Asuravadham is a 2018 Indian Tamil-language action thriller film written and directed by Maruthupandian, and produced by Leela Lalitkumar. It is based on rural areas. Govind Menon scored the music for the film, and cinematography is handled by S.R Kathiir. The film was earlier scheduled to have its theatrical release on 13 April 2018, coinciding with Puthandu, but was postponed to 29 June 2018 due to Kollywood strike, which resulted in a standoff between Nadigar Sangam and Digital Service Providers on the increase of VPF charges. The film had its theatrical release on 29 June and received mixed reviews from critics and audience and emerged as an average hit.

== Plot ==
Samayan gets a call from an anonymous person saying that he will die in one week. Then, a cat and mouse game begins between Samayan and the caller. After some time, the caller is revealed to be Saravana as he wanted to kill Samayan for raping and killing his daughter a few years back when Saravana was at work. At the end, Samayan and his allies trap Saravana and try to kill him, but Saravana escapes and kills all the allies. Samayan escapes but is stopped by Saravana, who has a shovel in his hands. Samayan is defeated, and whilst being buried alive by Saravana, he asks him who he is. Saravana says nothing and buries him. The movie ends with Saravana and his wife Maha going to their daughter's grave and Saravana leaving flowers on the grave.

== Production ==
After the release of Kodiveeran in November 2017, Sasikumar announced his next project with director Maruthupandian who made his directorial debut in the 2015 film Chennai Ungalai Anbudan Varaverkirathu with the film titled as Asuravadham. Sasikumar chose to work with the director Maruthupandian while he was busy during shooting for his upcoming releases including Nadodigal 2, a sequel to the 2009 film Nadodigal. The film was shot in areas including Dindigul and Kodaikanal. The film also roped in Vasumithra, a poet turned actor who was known for his role in the film Kidaari. The project was wrapped up in February 2018 with 40 days of shooting while Sasikumar opted to work for Nadodigal 2 soon after wrapping up the shoot and the venture initially announced its release on 13 April 2018 but the release was delayed due to the Kollywood strike led by the Nadigar Sangam.

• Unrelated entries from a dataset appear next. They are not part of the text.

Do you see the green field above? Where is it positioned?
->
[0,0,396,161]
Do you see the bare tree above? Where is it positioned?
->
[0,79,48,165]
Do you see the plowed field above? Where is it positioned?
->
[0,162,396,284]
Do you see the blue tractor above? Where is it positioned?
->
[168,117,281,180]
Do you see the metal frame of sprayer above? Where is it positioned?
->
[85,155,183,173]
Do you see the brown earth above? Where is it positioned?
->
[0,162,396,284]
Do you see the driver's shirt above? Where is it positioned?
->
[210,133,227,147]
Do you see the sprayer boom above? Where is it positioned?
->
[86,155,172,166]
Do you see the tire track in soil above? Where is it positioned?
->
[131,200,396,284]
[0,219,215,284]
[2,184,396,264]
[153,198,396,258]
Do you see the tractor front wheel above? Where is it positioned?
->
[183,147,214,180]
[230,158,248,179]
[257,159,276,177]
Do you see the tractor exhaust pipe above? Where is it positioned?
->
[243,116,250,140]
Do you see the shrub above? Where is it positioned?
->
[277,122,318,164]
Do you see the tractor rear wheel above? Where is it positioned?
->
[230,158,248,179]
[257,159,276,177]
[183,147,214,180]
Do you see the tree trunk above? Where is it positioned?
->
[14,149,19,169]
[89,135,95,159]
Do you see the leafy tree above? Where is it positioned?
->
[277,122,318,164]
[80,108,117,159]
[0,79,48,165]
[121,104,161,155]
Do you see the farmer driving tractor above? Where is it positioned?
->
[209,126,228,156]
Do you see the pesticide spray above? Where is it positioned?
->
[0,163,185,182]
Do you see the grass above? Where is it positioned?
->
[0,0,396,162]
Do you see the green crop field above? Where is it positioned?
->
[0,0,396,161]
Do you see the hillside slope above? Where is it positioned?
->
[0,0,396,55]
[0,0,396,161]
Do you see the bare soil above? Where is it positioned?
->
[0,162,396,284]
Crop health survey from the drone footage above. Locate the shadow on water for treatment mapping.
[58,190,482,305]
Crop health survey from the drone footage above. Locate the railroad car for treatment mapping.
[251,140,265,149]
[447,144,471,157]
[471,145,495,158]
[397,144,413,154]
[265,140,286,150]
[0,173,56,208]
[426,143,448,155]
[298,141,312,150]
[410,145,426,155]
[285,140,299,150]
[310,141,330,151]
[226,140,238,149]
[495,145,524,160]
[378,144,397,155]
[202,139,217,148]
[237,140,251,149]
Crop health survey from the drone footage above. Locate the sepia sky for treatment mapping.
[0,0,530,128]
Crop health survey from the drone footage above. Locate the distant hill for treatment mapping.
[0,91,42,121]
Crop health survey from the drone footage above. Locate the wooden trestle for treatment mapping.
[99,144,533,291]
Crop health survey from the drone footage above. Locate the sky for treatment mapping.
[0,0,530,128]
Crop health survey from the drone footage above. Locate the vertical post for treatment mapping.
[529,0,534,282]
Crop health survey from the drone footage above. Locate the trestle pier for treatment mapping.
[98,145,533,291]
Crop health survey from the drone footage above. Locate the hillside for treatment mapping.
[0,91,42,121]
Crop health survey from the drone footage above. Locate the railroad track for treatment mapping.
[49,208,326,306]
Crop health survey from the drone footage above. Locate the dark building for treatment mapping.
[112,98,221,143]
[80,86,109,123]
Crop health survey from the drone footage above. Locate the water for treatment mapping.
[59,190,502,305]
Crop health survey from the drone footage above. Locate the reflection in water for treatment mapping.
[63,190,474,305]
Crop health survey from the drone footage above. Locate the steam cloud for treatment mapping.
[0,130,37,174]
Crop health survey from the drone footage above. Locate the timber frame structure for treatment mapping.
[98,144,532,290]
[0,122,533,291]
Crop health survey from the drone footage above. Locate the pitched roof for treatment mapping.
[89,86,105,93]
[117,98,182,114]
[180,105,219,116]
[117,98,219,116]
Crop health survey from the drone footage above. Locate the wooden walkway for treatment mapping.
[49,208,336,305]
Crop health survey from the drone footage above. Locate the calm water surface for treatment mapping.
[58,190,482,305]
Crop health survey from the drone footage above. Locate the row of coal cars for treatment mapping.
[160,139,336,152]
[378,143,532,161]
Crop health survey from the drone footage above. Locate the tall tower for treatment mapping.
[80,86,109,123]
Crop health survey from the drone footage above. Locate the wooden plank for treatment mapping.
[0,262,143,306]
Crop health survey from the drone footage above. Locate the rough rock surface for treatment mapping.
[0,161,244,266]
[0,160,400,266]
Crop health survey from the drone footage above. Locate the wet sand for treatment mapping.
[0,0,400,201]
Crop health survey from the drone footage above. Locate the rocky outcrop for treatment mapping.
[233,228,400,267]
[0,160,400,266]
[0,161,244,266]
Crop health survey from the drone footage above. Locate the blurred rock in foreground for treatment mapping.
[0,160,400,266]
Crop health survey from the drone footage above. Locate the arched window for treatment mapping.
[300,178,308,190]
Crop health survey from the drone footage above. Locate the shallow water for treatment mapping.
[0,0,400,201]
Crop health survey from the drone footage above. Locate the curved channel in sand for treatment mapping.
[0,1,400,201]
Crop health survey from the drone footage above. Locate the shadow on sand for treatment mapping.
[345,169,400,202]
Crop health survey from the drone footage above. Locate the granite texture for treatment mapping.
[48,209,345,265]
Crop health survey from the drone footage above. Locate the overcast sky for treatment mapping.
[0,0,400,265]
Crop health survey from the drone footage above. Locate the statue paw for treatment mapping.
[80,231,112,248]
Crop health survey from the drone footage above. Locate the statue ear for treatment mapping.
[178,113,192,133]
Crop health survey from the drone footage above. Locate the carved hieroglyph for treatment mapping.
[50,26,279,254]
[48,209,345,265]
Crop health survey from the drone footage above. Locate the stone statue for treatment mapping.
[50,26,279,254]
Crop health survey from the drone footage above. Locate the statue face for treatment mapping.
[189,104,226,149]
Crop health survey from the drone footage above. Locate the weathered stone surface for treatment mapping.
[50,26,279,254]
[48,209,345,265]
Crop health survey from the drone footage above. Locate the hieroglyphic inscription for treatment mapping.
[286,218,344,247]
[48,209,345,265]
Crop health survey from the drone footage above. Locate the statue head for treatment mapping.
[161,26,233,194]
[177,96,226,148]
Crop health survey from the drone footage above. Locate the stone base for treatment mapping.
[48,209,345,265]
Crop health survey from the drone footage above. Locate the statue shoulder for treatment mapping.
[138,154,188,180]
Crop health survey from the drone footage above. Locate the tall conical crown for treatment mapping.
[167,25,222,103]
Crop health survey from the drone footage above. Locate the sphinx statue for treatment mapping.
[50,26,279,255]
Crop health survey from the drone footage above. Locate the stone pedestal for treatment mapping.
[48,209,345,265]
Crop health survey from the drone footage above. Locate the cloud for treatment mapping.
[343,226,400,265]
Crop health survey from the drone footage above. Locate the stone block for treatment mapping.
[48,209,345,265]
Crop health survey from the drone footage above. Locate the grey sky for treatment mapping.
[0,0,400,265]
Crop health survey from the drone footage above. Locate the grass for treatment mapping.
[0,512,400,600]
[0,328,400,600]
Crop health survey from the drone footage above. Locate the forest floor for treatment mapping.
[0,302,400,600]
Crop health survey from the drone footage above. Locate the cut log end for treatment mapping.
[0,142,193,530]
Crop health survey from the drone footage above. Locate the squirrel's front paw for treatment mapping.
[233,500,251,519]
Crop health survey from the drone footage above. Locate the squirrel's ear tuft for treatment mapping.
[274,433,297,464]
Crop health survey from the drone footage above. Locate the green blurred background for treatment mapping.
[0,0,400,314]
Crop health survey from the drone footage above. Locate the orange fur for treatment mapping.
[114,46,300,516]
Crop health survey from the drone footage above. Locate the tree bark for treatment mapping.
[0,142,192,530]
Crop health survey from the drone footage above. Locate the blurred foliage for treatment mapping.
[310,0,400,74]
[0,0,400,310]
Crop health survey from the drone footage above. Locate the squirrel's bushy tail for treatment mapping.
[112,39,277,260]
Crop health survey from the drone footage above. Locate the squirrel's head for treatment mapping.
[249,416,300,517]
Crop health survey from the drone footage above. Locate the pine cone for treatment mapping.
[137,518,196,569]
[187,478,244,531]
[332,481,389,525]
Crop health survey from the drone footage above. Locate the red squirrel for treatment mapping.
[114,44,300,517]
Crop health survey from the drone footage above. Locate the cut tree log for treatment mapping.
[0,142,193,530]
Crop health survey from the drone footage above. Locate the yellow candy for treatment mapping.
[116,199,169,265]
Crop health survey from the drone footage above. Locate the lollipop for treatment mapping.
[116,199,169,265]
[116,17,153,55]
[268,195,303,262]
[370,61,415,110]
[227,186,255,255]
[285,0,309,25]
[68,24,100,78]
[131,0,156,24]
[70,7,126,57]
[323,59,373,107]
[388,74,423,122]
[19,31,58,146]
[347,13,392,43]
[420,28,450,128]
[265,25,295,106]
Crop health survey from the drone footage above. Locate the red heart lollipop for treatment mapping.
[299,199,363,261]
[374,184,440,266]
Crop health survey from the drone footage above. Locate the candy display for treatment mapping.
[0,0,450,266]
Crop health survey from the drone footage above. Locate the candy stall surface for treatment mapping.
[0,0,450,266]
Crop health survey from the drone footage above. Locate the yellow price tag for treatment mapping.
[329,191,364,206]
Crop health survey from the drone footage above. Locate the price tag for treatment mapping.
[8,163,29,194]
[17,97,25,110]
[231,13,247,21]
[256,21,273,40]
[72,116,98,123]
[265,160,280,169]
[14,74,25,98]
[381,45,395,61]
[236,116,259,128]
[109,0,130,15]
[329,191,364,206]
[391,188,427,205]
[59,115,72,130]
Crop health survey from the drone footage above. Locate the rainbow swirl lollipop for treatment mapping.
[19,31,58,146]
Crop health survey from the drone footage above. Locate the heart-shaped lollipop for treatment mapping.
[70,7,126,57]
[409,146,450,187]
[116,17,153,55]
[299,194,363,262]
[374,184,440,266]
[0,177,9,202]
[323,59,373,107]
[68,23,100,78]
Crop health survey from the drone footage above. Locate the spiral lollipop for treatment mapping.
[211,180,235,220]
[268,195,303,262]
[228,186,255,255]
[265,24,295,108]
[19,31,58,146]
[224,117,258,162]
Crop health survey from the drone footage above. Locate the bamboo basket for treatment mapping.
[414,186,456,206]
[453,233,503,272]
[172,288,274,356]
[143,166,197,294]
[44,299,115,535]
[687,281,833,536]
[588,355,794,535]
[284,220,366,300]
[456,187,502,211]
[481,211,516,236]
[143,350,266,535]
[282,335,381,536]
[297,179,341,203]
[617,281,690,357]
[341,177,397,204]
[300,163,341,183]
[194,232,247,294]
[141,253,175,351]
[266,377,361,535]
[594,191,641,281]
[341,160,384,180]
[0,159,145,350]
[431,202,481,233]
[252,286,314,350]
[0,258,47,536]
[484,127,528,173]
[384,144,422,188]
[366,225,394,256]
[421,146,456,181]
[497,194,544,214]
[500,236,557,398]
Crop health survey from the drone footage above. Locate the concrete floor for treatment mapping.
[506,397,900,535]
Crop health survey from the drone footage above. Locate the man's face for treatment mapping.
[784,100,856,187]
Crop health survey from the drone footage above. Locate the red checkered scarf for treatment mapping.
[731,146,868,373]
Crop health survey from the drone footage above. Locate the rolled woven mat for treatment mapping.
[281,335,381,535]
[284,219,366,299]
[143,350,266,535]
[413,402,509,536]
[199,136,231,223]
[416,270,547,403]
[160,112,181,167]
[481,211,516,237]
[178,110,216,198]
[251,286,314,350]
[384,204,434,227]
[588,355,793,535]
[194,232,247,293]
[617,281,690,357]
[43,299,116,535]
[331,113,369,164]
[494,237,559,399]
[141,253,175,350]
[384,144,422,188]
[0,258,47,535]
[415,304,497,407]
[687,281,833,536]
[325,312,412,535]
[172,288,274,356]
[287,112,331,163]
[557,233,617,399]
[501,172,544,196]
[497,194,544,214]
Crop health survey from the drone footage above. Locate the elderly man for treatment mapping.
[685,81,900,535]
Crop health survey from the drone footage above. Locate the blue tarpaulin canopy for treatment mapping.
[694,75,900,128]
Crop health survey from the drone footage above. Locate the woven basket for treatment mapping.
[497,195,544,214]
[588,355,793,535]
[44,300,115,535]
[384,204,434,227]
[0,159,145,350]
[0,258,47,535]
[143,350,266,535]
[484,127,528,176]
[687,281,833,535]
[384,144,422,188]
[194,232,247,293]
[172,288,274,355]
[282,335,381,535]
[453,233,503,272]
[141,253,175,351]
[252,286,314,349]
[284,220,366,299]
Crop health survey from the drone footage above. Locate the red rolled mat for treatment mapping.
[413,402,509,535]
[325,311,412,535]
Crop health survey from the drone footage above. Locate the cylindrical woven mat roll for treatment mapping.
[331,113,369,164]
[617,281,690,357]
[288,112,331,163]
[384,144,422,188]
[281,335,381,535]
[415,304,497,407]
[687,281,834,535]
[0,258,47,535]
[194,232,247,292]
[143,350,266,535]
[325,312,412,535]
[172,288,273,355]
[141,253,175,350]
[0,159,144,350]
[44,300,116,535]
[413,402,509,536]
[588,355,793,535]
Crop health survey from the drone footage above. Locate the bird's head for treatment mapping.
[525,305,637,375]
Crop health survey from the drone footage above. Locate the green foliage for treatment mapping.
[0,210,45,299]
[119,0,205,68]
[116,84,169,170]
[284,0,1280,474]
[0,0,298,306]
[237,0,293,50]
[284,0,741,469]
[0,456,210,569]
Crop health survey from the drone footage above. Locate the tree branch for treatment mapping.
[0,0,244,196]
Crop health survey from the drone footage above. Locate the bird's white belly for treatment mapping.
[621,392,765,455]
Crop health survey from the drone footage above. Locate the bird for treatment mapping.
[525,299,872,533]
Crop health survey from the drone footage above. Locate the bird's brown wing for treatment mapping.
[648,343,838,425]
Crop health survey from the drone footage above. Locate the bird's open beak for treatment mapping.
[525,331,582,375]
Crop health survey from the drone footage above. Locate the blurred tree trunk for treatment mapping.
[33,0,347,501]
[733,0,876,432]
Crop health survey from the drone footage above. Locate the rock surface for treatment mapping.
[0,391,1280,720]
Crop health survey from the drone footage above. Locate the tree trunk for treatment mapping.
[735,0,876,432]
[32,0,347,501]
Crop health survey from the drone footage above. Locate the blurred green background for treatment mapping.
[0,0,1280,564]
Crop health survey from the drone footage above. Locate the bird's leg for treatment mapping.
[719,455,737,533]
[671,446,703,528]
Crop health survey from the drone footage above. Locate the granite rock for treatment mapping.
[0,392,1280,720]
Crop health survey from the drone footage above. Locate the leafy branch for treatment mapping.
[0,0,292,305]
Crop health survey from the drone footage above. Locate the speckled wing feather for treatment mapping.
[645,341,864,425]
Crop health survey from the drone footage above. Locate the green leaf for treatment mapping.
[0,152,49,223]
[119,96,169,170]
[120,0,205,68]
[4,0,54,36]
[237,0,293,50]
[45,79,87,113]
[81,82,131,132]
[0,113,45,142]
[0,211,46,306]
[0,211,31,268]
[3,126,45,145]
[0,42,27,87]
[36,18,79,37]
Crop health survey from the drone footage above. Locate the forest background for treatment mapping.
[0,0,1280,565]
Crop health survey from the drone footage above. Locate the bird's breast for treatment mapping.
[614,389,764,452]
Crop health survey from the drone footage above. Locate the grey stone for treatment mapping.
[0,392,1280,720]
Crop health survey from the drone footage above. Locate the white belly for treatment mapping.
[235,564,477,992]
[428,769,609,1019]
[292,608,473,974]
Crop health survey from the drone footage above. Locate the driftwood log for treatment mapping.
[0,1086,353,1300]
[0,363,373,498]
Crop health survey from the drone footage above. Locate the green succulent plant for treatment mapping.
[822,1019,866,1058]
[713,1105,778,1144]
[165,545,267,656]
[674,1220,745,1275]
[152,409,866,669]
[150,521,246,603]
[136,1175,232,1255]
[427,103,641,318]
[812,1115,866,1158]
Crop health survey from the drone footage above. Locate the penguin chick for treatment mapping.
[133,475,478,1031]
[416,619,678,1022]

The official single titled Rattha Araathi was released by Nadodigal director Samuthirakani. The teaser of the film was officially released by popular director turned producer Gautham Vasudev Menon and the trailer of the film was released on 15 March 2018 by Vijay Sethupathi with both teaser and trailer of the film received positive reviews from the audience.

=== Home media ===
The satellite rights of the film were sold out to Sun TV.

== Release ==
Tamil Nadu theatrical rights of the film were sold for ₹6.5 crore. The film had its theatrical release on 29 June 2018 and received mixed reviews from the audience. The film was appreciated for portraying a suspense thriller gripping story during the first half of the film. But the film was criticised for not showcasing a perfect climax in the end which resulted in mixed reactions from audience.

== Controversy ==
The cinematographer of the film, S. R. Kathir, who was lauded for his cinematography, was also accused by the production company for meddling in the direction of the second half of the film instead of director Maruthupandian, which may have caused the film to have done average business at the box office.